PET image acquisition, processing, and corrections. The positron-emitting tracers [¹⁵O]H₂O and [¹⁸F]FDG were produced as previously described (19, 43). Patients were positioned supine in an eight-ring ECAT 931/08-12 tomograph (Siemens/CTI, Knoxville, TN). Photon attenuation was corrected by a transmission scan of 5 min with a removable ring source of ⁶⁸Ge. Myocardial blood flow was measured by intravenous infusion of [¹⁵O]H₂O (1.3–1.5 GBq) over 2 min. Dynamic imaging was performed at rest and after 60 s from the start of the adenosine infusion (140 µg·kg^–1·min^–1) with frames of 6 x 5 s, 6 x 15 s, and 8 x 30 s. [¹⁸F]FDG (220–260 MBq) was injected intravenously over 1 min, and dynamic imaging was performed with frames of 8 x 15 s, 2 x 30 s, 2 x 120 s, 1 x 180 s, and 6 x 300 s of the myocardial region followed by 5 x 240 s of the femoral region. An arterialized blood sample for measurement of plasma radioactivity was drawn once during each time frame. All data were corrected for dead time, decay, and photon attenuation and reconstructed in a 128 x 128 matrix.

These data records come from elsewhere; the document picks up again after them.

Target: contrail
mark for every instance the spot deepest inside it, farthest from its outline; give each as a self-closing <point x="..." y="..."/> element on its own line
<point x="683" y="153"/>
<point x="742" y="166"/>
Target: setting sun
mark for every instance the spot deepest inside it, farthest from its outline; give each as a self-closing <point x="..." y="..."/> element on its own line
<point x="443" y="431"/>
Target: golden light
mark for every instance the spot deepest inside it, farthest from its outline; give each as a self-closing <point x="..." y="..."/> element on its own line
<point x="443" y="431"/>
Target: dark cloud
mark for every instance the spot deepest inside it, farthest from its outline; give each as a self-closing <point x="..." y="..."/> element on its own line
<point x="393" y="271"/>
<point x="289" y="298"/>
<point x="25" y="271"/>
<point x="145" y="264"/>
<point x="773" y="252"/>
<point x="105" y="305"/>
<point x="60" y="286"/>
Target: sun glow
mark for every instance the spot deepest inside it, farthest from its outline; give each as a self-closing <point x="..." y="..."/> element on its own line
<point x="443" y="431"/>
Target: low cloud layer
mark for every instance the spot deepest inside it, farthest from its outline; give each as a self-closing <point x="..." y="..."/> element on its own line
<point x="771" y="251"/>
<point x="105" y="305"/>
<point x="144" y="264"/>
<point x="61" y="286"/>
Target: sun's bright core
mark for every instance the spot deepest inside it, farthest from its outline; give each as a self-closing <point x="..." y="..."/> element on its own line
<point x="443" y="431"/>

Calculation of myocardial perfusion. Large regions of interest (ROI) were placed on representative transaxial slices in each study to cover the nonischemic and nonstenotic myocardial region. The ROIs drawn in the rest images were copied to the images obtained during adenosine-induced hyperemia. Myocardial blood flow was calculated using a single-compartment model as previously published (22). Arterial input function was obtained as previously described (21).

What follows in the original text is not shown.